После ухода богини солнца свет покинул этот мир и исчезло чередование дня и ночи. Мириады божеств сильно встревожены таким поворотом событий и собираются на дне небесной реки, чтобы посоветоваться, каким способом лучше всего выманить богиню из ее убежища. Они сажают у входа в пещеру долго поющих ночных птиц (может быть, петухов?) и велят им кричать. Кроме того, вешают на дереве ожерелье из резных яшм, зеркало и подношения в виде белых одежд, а потом, собравшись вместе, отправляют торжественное богослужение (норито). Но самым действенным должен стать бешеный, возбуждающий танец, исполняемый богиней Ама-но удзумэ, которая, громко топая ногами по земле, дергая соски своей груди и спустив юбку, так восхищает этим собравшиеся божества, что те разражаются хриплым неудержимым хохотом. Охваченная вполне понятным любопытством, богиня солнца выглядывает из пещеры, над входом в которую подвешено зеркало. Заинтересовавшись собственным отражением, богиня постепенно выходит наружу. Позади нее протягивают канат, преграждающий ей путь обратно. Сразу же вслед за появлением солнца свет возвращается в мир и восстанавливается чередование дня и ночи.

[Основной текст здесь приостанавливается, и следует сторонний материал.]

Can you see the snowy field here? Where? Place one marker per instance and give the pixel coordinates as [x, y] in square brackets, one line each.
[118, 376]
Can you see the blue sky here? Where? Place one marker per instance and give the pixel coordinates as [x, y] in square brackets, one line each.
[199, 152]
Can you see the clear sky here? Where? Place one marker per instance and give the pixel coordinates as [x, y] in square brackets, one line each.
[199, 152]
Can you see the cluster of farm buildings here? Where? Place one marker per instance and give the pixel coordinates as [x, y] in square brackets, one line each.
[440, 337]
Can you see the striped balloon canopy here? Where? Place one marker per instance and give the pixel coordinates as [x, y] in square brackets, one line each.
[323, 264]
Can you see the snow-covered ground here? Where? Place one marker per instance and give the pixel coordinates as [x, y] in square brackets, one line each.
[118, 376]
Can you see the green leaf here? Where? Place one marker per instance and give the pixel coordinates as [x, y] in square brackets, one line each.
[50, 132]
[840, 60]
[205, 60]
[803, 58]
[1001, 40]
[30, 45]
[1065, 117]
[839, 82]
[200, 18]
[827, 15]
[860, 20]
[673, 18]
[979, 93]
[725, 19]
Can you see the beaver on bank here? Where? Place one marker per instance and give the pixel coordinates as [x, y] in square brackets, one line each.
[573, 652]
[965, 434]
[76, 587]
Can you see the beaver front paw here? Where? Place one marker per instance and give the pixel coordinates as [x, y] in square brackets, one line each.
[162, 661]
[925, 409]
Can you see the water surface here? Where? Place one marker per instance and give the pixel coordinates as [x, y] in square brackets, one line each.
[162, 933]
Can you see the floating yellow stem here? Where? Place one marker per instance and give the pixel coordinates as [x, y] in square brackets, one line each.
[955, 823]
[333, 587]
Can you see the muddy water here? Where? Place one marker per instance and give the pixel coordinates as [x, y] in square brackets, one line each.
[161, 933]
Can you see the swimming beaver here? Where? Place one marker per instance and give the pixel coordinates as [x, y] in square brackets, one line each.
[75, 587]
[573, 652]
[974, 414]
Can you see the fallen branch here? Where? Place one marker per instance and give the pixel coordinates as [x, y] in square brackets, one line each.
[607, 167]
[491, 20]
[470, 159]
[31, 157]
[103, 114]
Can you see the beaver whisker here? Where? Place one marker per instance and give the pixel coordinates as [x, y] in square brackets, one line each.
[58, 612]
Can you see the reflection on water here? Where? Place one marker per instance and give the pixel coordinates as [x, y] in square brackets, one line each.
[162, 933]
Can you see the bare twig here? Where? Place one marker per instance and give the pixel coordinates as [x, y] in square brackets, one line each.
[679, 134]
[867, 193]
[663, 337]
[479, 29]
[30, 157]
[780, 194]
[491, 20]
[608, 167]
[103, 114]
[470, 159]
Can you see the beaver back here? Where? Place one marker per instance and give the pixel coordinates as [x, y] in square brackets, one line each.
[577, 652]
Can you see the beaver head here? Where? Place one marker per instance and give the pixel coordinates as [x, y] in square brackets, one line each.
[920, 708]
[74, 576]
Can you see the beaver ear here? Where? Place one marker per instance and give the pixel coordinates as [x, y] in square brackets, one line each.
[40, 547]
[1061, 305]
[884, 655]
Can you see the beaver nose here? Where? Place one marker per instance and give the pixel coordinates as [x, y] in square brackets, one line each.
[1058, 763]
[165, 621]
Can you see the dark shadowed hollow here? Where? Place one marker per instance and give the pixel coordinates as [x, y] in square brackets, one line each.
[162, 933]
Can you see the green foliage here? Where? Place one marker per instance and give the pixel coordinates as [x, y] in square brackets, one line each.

Возвращение богини солнца является высшей точкой космологического мифа. Трудно установить, что означает это явление в мифологическом символизме: указывает ли оно на возвращение солнца после достаточно продолжительных стихийных бедствий вроде урагана или же на солнечное затмение? С точки зрения истории культуры оно, несомненно, означает у составителей памятников хорошо различимое стремление к возвеличению предков императорского дома, их победы над варварами, достигнутой путем усмирения более мелких кланов, проведенного правителями государства, уже в той или иной мере централизованного. В любом случае, достигнув этой высшей точки, легенда словно бы теряет значительную долю той связности, которая наблюдалась в ней до этого времени, и в дальнейшем разбивается на множество эпизодов и происшествий, для которых трудно даже установить достаточно удовлетворительную последовательность.